FashFilmFete (FFF) is an American fashion film festival held annually at the Phoenix Art Museum in Phoenix, Arizona since 2022.

==History==
The first annual event was held April 30, 2022 featuring the 1975 feature film Mahogany starring Diana Ross, as the showcase film and was recognized for its trendsetting costumes, which were designed by Ross. FFF received 46 submissions and 13 film awards in its first year including "Mrs. G," a documentary produced in Israel about Lea Gottlieb, founder of Gottex swimwear, which won 1st Place Best Documentary, the top award, at the inaugural festival.

For the second annual event on Sept. 23, 2023, FFF showcased "Happy Clothes" a documentary about award-winning costume designer Patricia Field known for the HBO series Sex and the City as well as the film The Devil Wears Prada. Introduced by the film's director Michael Selditch, FFF was the second festival in North America to screen the documentary after Tribeca Festival.

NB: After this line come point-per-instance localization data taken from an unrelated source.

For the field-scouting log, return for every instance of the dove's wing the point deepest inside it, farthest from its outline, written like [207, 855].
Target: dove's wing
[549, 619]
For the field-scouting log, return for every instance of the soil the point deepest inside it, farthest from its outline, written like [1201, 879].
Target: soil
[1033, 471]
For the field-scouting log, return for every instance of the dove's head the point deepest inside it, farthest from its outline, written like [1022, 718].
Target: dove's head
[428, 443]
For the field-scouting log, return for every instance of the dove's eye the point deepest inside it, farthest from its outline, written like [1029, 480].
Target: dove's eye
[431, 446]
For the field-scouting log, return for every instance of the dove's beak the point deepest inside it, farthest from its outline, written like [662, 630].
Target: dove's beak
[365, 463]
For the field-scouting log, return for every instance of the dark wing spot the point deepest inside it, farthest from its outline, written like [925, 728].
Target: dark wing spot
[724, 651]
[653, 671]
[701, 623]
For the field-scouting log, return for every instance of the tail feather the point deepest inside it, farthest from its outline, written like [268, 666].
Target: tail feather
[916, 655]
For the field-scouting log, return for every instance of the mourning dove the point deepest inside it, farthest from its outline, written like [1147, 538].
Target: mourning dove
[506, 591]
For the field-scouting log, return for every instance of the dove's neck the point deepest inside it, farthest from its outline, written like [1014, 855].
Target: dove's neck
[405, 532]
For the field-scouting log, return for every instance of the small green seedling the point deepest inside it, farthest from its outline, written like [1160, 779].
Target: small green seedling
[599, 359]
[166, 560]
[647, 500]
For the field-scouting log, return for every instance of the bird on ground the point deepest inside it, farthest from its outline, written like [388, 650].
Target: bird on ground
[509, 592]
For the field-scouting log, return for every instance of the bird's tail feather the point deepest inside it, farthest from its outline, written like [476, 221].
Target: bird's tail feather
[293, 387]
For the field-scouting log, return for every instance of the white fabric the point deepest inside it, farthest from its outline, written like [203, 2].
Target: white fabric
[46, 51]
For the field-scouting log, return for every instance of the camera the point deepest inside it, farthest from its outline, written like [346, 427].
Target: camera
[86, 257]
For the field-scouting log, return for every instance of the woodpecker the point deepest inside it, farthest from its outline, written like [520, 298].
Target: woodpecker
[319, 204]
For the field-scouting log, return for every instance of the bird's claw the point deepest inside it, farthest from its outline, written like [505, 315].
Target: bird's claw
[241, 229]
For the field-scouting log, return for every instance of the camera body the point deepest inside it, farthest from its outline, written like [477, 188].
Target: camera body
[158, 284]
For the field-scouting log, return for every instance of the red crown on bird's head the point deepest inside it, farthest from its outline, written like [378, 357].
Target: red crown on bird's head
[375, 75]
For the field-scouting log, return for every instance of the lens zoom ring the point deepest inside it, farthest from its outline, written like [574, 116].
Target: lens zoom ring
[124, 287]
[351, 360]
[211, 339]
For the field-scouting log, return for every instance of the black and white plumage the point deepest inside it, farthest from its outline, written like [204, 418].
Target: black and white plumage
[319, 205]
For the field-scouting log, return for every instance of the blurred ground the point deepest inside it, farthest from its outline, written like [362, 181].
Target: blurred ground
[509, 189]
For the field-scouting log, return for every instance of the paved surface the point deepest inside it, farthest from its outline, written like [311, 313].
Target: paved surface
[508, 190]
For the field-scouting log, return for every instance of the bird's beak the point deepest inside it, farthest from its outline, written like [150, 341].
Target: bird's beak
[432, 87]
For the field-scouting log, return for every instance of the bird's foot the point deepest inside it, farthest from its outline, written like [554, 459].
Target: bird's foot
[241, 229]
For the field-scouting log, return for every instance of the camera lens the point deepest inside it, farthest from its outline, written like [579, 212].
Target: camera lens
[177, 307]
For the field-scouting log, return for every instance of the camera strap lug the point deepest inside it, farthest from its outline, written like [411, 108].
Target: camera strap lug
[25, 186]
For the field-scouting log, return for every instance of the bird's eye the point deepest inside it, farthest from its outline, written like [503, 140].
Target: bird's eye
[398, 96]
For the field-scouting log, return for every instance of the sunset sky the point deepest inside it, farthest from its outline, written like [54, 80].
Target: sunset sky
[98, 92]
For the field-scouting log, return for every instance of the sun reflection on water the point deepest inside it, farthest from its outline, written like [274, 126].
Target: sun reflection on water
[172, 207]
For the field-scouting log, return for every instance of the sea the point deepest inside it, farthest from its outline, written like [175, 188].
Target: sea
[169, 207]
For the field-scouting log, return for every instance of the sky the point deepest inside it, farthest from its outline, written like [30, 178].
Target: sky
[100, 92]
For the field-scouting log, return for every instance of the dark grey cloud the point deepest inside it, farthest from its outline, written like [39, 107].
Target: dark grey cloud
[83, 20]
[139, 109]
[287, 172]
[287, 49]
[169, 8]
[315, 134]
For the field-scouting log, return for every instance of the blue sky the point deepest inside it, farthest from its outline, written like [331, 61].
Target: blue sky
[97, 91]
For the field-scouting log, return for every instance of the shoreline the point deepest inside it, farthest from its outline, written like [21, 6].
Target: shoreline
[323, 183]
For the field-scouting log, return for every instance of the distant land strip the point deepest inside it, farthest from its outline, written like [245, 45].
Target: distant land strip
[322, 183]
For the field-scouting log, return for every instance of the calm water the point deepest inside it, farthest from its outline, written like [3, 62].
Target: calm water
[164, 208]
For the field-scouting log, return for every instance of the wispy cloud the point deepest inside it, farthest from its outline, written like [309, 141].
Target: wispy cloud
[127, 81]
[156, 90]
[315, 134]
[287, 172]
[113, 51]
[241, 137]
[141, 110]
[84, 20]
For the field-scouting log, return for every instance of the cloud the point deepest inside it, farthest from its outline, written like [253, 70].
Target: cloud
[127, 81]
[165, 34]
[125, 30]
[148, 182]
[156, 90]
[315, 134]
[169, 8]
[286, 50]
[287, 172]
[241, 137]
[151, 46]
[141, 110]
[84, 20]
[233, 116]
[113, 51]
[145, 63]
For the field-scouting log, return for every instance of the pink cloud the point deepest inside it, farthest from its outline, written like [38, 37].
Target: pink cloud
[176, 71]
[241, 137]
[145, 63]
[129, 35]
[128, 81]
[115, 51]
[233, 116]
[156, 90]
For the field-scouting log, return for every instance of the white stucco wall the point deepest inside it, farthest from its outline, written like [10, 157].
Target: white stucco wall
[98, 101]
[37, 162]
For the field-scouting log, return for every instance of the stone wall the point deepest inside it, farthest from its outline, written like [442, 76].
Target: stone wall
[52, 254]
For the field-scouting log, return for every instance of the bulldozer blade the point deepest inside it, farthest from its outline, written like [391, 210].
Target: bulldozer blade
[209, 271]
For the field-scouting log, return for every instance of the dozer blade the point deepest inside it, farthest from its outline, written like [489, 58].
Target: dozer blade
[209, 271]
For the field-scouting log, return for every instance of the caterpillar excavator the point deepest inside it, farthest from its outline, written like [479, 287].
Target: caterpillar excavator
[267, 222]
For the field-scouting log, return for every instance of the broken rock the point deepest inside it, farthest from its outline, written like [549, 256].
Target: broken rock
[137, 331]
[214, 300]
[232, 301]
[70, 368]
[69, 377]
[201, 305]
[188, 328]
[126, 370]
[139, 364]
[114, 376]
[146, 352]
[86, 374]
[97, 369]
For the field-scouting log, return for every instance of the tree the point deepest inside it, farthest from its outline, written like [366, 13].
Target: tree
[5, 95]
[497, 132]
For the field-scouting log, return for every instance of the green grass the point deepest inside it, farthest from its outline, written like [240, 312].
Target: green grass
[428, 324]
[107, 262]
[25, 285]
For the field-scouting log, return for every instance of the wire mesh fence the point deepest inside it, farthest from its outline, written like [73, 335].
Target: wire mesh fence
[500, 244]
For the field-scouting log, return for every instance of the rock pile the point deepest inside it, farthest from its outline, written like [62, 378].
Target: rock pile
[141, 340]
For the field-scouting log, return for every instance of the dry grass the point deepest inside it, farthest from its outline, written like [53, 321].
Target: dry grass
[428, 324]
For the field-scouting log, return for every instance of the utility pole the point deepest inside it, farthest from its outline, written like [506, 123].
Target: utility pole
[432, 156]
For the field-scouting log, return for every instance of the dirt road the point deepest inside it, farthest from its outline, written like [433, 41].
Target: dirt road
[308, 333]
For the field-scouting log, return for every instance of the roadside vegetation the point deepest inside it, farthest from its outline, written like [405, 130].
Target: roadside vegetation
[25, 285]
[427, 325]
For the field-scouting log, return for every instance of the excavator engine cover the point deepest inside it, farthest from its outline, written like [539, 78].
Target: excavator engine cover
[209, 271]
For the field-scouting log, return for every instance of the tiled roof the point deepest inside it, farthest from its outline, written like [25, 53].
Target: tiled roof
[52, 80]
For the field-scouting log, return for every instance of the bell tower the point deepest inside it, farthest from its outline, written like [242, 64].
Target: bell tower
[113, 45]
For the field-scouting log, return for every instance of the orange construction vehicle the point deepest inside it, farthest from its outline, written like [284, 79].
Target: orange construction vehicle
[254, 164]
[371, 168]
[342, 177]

In 2023, the festival presented the inaugural Costume Design Career Achievement Awards, recognizing Ruth E. Carter for her works in films such as Black Panther, Selma and Malcolm X; and Patricia Field for her works in television including Ugly Betty, Younger and Emily in Paris.

The emerging festival also held a two-week online festival in 2023 in partnership with Filmocracy, including a directory for film and fashion professionals.